GPRS Community Outreach Marlette High School Archaeology Class in Michigan

GPRS was first contacted by Paula McElroy, history and social studies teacher at Marlette High School in Marlette, Michigan. Paula teaches one of the only high school archaeology classes in the state. Her request was to use ground penetrating radar (GPR) to scan a few select areas around the high school known to contain historical artifacts.

The current building has been used as the high school since its construction in 1967. But, the site was first developed as early 1858 and has several documented historical “sites” on the property. Marlette was first settled in the mid-19th century by people from Ontario who sought tall timber and fertile soil. The city got its name from the family of settlers, "Marlatt" who carved their name on a log shanty. It is known as "The Heart of the Thumb" due to its location in Michigan and considered a part of the Flint/Tri-Cities region.

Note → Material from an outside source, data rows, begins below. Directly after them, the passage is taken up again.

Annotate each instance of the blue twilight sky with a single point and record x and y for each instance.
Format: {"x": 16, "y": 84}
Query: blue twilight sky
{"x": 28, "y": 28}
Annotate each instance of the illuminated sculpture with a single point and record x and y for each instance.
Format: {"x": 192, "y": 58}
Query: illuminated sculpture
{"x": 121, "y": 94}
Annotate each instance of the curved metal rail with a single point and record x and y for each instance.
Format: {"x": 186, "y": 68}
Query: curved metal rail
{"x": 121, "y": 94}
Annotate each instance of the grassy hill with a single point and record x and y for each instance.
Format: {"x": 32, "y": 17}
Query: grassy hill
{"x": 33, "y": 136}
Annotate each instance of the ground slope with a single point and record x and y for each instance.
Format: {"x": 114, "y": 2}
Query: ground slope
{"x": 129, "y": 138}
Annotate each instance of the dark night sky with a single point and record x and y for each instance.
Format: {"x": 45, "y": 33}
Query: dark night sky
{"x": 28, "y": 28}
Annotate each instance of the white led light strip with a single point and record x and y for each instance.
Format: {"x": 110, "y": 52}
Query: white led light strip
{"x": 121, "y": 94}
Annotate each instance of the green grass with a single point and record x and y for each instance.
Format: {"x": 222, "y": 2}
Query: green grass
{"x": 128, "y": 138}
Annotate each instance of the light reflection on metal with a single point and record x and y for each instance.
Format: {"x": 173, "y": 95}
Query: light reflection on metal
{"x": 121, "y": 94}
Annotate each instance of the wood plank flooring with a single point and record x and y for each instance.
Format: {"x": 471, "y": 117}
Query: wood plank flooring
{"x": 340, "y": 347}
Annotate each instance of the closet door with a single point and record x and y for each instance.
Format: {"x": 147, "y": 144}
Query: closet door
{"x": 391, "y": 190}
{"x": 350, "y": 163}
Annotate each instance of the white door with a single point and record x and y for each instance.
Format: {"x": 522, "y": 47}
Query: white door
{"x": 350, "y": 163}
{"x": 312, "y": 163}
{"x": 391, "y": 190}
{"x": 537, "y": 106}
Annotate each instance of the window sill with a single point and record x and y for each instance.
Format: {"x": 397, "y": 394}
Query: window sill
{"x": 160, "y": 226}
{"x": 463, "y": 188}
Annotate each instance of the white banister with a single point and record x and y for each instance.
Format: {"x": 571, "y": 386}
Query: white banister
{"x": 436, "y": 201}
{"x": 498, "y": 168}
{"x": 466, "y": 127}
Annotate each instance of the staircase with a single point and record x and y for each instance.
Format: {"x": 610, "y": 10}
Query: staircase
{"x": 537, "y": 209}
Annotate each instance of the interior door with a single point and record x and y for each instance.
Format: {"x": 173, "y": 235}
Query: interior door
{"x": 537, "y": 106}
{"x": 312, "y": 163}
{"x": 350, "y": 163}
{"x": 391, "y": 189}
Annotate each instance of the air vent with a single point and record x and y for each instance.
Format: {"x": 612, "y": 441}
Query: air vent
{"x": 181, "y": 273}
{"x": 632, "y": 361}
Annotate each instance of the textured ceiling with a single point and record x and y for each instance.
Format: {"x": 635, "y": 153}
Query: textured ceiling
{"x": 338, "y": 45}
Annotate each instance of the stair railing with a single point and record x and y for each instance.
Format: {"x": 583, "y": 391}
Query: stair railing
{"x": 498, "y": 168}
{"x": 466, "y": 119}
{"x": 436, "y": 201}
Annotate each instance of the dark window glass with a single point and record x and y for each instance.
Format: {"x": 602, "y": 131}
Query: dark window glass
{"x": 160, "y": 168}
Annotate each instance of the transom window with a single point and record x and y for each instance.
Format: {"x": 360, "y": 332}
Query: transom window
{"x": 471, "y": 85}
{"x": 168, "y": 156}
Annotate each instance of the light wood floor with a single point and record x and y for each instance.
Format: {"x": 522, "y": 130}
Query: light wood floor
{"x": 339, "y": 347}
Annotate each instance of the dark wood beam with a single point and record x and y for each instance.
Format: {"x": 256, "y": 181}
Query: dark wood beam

Each year students are required to conduct an archaeological dig and write a report on their findings. The class was interested in using GPR to help identify shallow targets that could later be exposed and documented for their reports.

Paula contacted me in January about coming out to the school and speaking to the class. A date was scheduled in the spring once the weather was suitable to provide an on-site demonstration for the archeology class. After, a brief presentation about GPRS the company and explaining how GPR works by sending pulses of energy into a material and recording the strength and the time required for the return of the reflected signal. Reflections are produced when the energy pulses enter into a material with different electrical properties from the material it left. The strength of the reflection is determined by the contrast in signal speed between the two materials.

I then used the 400 MHz GPR antenna to scan the selected areas. This antenna is mounted in a stroller frame which rolls over the surface. This was ideal because the surface was reasonably smooth and unobstructed. The total GPR depth penetration for this site was approximately 4 feet below grade surface. Initial GPR scans were collected in order to evaluate the data and calibrate the equipment. Based on these findings, a scanning strategy was formed, consisting of scanning the entire areas in a grid with 3-foot scan spacing in order to locate any potential shallow targets that may remain at the site. The GPR data was interpreted in real time for the students and teachers and anomalies were located and marked on the surface along with their depths using spray paint.

The students and faculty were very excited to learn about GPR technology. I located several shallow targets for the students during the hour long demonstration. The students asked lots of questions and couldn’t wait to get out the shovels and begin their archeological digs.